The payment is to cover the costs Singapore incurred in the HSR project and for an extension of its initial two-year suspension, according to a joint statement by Singapore’s transport minister Ong Ye Kung and Malaysia’s minister in the prime minister’s department Mustapa Mohamed.
Benjamin Tay of Pinsent Masons MPillay, the Singapore joint law venture between MPillay and Pinsent Masons, the law firm behind Out-Law, said: “The termination payment received by Singapore would ordinarily be considered insufficient, being less than half of the actual costs incurred by Singapore, but in the context of the geo-political backdrop, it bodes well in that it leaves the door open for future collaboration in transport and infrastructure projects on a government to government level.”

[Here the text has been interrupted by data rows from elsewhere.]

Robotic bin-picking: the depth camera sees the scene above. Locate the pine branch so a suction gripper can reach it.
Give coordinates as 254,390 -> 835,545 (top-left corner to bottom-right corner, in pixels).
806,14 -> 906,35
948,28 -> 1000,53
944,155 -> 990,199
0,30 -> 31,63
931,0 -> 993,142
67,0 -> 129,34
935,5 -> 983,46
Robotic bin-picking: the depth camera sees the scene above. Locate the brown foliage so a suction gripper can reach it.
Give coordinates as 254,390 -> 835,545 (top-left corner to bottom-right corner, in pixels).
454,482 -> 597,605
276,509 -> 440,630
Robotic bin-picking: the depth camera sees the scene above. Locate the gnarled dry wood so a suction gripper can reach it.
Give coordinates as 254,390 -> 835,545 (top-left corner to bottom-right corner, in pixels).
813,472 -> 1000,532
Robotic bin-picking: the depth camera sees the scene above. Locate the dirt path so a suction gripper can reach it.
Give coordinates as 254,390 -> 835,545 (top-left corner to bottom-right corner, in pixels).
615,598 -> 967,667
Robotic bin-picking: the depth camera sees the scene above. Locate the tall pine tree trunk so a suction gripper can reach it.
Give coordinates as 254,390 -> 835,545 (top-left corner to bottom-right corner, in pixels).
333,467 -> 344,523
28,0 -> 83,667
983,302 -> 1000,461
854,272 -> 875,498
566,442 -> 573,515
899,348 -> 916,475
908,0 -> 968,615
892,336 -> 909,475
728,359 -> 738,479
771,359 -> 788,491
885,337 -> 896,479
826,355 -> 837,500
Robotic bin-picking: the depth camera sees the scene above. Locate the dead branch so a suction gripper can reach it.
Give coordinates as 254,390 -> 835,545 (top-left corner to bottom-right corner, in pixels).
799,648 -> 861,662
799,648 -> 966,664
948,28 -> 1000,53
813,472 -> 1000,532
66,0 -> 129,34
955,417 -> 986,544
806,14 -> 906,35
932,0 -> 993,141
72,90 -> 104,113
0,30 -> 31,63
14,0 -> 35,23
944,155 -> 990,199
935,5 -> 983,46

Ong had said in Singapore's parliament that it had incurred costs of S$270m ($200.4m), including costs for consultancy services, design of infrastructure and labour to deliver the project.
The 350 kilometres rail project began in 2013 and was planned to be built by 2020, creating a line from Bandar Malaysia in downtown Kuala Lumpur to a terminal in Jurong East. Once operational, the rail would have cut travel time between Kuala Lumper and Singapore to 90 minutes.
Both countries signed a contract in December 2016 and in 2018 both agreed to suspend the project for two years with Malaysia’s paying Singapore S$15m ($11.4m). The project got another suspension for seven months in May 2020.
It was officially terminated in January after the two failed to reach an agreement by the deadline on 31 December 2020.